What are TWO substances that have the same atomic number, but different atomic masses?

2 Answers
Jan 21, 2017

Answer:

#"Hydrogen and deuterium?"#

Explanation:

#"Protium"#, #""^1H#, and #"deuterium"#, #""^2H#, are two of the most abundant substances in the universe. Of course, they are isotopes that differ in the number of neutrons present in their nuclei. If we consider the atoms, #""^1H#, and, #""^2H#, clearly these each have the one electron, and the one #"nucular"# proton (which defines them as hydrogen isotopes), but #""^2H# has an extra NEUTRON in its nucleus, which gives rise to its isotopic status.

All isotopes fit your proposed criteria.

Jan 21, 2017

Answer:

Two atoms with the same number of protons but different number of neutrons are called isotopes, examples are #C^12:C^14 ; U^235: U^238#

Explanation:

Some ratios of protons to neutrons are more stable than other ratios. Carbon 12 is the most common form of Carbon. Carbon 12 is very stable. Carbon 14 is a very rare form of Carbon. Carbon 14 is radioactive, it breaks down into a beta particle and forms Nitrogen 14.
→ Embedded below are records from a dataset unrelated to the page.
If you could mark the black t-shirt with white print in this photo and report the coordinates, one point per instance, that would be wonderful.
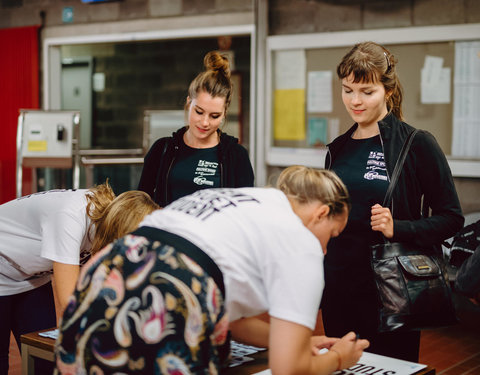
(194, 169)
(363, 171)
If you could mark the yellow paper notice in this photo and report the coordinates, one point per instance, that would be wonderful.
(289, 115)
(37, 146)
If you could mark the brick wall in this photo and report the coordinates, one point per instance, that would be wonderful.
(312, 16)
(14, 13)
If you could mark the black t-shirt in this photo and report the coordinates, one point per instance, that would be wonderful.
(194, 169)
(361, 166)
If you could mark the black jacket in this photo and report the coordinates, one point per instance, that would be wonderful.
(426, 174)
(235, 167)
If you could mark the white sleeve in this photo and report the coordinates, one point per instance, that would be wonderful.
(62, 236)
(294, 279)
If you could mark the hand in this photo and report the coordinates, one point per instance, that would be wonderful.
(476, 299)
(381, 220)
(349, 349)
(322, 342)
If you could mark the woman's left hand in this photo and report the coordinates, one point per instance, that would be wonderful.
(322, 342)
(382, 221)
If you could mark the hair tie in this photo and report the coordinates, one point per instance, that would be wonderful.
(388, 62)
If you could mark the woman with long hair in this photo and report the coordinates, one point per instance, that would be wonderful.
(45, 237)
(162, 299)
(364, 158)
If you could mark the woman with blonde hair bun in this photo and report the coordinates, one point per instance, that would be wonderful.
(164, 298)
(45, 237)
(199, 155)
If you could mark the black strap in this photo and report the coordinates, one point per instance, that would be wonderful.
(398, 168)
(186, 247)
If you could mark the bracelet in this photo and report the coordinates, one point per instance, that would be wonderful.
(339, 359)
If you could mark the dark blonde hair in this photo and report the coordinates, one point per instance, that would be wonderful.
(370, 62)
(215, 80)
(307, 185)
(111, 217)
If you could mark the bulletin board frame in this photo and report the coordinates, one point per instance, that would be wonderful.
(409, 36)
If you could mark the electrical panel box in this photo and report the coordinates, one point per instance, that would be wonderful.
(48, 139)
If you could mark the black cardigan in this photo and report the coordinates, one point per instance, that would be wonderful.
(235, 167)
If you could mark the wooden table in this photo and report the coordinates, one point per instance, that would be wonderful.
(34, 345)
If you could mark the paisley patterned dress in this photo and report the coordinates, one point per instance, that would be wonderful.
(143, 306)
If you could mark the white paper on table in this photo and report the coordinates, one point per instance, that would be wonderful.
(373, 363)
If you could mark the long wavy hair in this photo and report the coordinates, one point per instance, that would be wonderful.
(113, 217)
(370, 62)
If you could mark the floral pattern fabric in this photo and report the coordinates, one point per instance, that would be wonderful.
(143, 307)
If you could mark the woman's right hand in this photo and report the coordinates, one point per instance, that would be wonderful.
(349, 349)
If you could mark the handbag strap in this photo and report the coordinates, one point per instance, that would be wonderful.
(398, 168)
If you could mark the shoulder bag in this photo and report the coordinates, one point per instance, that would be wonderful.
(412, 282)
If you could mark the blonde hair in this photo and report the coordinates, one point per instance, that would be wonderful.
(307, 185)
(113, 217)
(215, 80)
(370, 62)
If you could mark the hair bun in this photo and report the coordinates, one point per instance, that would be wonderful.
(217, 62)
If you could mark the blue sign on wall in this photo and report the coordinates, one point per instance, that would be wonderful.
(67, 15)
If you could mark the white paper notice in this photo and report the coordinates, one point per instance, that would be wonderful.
(435, 81)
(466, 103)
(376, 364)
(436, 91)
(319, 97)
(290, 69)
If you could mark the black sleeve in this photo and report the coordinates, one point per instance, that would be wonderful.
(151, 166)
(467, 281)
(244, 176)
(437, 185)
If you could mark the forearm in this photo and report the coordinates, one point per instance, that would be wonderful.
(251, 331)
(64, 280)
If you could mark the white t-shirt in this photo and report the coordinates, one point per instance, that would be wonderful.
(270, 261)
(36, 230)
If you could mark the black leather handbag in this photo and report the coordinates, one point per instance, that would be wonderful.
(412, 282)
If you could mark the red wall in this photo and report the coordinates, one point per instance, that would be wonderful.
(19, 89)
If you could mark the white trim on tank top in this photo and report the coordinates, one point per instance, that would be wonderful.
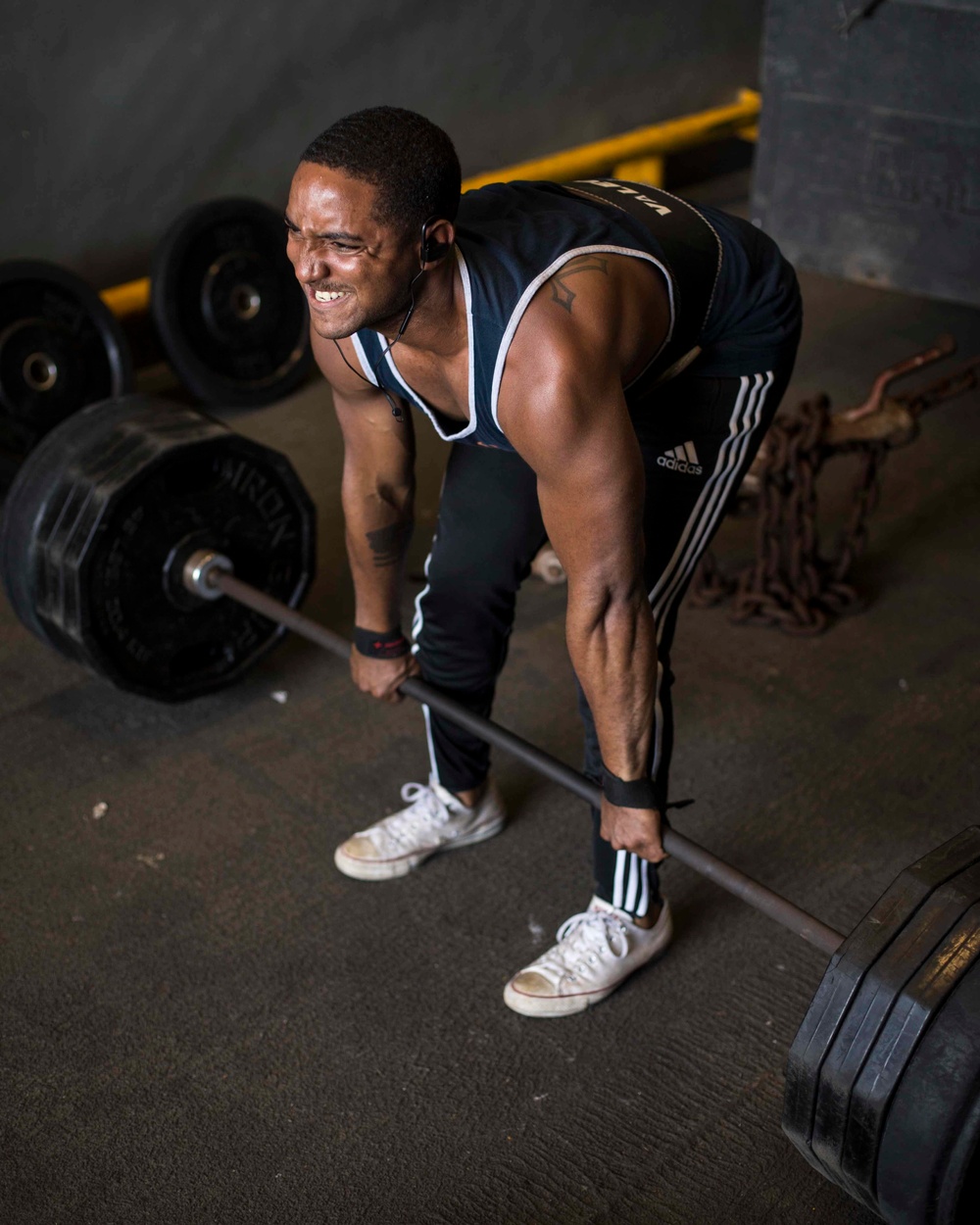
(470, 382)
(524, 302)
All forms of Uranium are radioactive, but some are more radioactive than others. #U^235# is highly radioactive and was used to make the first atomic bomb. #U^238 # is a more common and less radioactive form of Uranium.

All atoms of the same element have the same number of protons (and electrons in non ionic forms) but can vary in the number of neutrons. These variations are called isotopes.